Closed soumickmj closed 1 year ago
Hi, Sorry that I didn't really get the question. It seems that the code worked expectedly. On chromosome 2/3, there might be some hits (the same one or close to each other). Could you please describe the plot you want to create and how it is different from the current plot? Thanks.
It was my mistake. It works perfectly. Sorry to bother you and thanks for your help.
Hi @Cloufield Sorry for yet another question!
We are trying to create a single plot using results from 15 different phenotypes. The results obtained from regenie, I merged them like this:
dfs = [] for key, df in processed_hits.items(): df['Ph'] = key
df['ID_Ph'] = df['ID'].astype(str) + ' (' + key + ')' dfs.append(df) merged_df = pd.concat(dfs, ignore_index=True)
Then, mysumstats = gl.Sumstats(merged_df, fmt="regenie", other=['Ph', 'ID_Ph'], verbose=False) mysumstats.fill_data(to_fill=["P"], verbose=False) mysumstats.check_sanity(verbose=False)

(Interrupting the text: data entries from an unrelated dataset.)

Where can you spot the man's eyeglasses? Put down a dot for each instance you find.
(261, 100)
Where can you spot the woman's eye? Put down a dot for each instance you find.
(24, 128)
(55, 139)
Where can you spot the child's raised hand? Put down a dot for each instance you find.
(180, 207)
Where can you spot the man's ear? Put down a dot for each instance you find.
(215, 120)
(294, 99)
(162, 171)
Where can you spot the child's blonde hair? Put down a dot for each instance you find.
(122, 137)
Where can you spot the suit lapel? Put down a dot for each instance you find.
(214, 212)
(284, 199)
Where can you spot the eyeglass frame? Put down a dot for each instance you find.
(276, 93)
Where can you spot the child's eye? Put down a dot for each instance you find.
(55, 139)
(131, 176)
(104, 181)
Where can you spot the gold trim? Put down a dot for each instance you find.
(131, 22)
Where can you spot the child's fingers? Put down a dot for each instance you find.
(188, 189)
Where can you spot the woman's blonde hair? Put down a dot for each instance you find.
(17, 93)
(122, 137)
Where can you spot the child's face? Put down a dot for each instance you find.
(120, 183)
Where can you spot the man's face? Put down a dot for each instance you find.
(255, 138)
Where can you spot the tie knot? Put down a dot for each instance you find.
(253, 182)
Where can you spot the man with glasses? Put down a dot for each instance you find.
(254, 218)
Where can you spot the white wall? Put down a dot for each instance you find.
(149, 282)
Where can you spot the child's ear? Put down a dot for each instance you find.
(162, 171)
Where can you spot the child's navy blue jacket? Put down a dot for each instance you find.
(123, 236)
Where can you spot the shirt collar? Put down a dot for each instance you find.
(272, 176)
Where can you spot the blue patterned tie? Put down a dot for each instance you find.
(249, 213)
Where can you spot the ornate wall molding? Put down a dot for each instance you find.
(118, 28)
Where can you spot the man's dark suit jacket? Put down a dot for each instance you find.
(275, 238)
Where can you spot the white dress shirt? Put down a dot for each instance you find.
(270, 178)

When I'm plotting after this using: mysumstats.plot_mqq(sig_level=sig_level, sig_line_color="blue", suggestive_sig_line=True, suggestive_sig_level=corrected_sig_level, suggestive_sig_line_color="red", anno=True, verbose=False) I'm ending up with a plot only containing the combined hits, but not the rest of the manhatten plot. I guess, this is because of repeatative nature of the data as in few cases, multiple phenotypes gave same hits. We had 64 rows in the merged dataframe, but 49 unique SNPIDs. Any idea how to solve this issue?